The spore print has been reported as ranging in color from pinkish, to pinkish-brown, to rosy brown, to vinaceous-fawn. The variation in spore print color results in part from differences in moisture content when recorded. The spores are roughly oblong to oval, smooth, hyaline (translucent) to pale brown, and measure 11–17 by 4–5.5 μm. They are covered in a gelatinous sheath. The basidia (spore-bearing cells) are club-shaped, two- and four-spored, thin-walled, and measure 25–35 by 10–14 μm. Pleurocystidia (found on the tube walls) are roughly cylindrical to fuse-shaped with rounded tips, and measure 37–50 by 5–8 μm. Cheilocystidia (on the tube edges) are fuse-shaped with a central swelling, thin-walled, and measure 23–40 by 6–8 μm. Caulocystidia at the top of the stipe have various shapes and dimensions of 25–45 by 10–15 μm; at the stipe base, the caulocystidia are 30–40 by 7–23 μm and are mostly club-shaped to roughly spherical to tear-shaped. The cap cuticle comprises a single layer of tangled hyphae that are 4–6 μm thick.
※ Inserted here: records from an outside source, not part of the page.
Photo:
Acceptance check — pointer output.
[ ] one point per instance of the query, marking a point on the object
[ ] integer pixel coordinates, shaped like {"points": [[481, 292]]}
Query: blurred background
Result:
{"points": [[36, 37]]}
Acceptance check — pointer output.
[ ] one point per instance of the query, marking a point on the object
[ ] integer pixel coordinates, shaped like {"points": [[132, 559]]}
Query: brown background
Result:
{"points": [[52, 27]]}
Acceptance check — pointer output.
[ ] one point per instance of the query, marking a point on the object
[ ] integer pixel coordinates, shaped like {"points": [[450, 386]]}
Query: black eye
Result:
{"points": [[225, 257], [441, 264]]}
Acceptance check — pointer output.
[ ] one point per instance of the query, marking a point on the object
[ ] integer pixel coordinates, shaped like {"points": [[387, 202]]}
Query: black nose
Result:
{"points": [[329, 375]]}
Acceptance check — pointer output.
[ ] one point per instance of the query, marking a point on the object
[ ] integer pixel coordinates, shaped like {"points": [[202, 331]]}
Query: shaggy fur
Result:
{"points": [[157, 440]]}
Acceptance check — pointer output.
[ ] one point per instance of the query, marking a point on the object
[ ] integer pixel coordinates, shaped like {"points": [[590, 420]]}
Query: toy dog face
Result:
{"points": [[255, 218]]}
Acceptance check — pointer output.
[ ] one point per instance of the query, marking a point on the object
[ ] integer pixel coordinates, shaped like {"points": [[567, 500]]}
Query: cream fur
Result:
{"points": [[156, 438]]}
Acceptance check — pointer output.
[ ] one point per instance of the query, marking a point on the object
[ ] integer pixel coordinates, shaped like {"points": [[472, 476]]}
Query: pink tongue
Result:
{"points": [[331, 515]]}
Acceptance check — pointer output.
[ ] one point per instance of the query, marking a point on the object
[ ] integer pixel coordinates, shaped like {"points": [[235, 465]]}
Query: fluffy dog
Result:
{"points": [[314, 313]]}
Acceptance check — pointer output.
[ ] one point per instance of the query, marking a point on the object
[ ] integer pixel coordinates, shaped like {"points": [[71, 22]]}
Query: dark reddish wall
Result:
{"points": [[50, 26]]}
Several chemical tests can be used to confirm the identify of the mushroom. A drop of ferrous sulfate (FeSO_{4}) on the flesh turns it greenish, while potassium hydroxide (KOH) turns it brown. The cap cuticle turns yellow with nitric acid (HNO_{3}), and yellow with ammonium hydroxide (NH_{4}OH).

===Similar species===
Fruit bodies of Harrya chromapes are readily identified in the field by their rosy color, bright yellow stipe base, and reddish scabers on the stipe. Tylopilus subchromapes is a similar species found in Australia. Tylopilus ballouii has a more orangish cap and lacks the distinctive chrome-yellow stipe base. Harrya atriceps is a closely related rare species from Costa Rica. In contrast to its more common relative, it lacks reddish color in its stipe scabers and has a black cap, although it has a similar yellow stipe base.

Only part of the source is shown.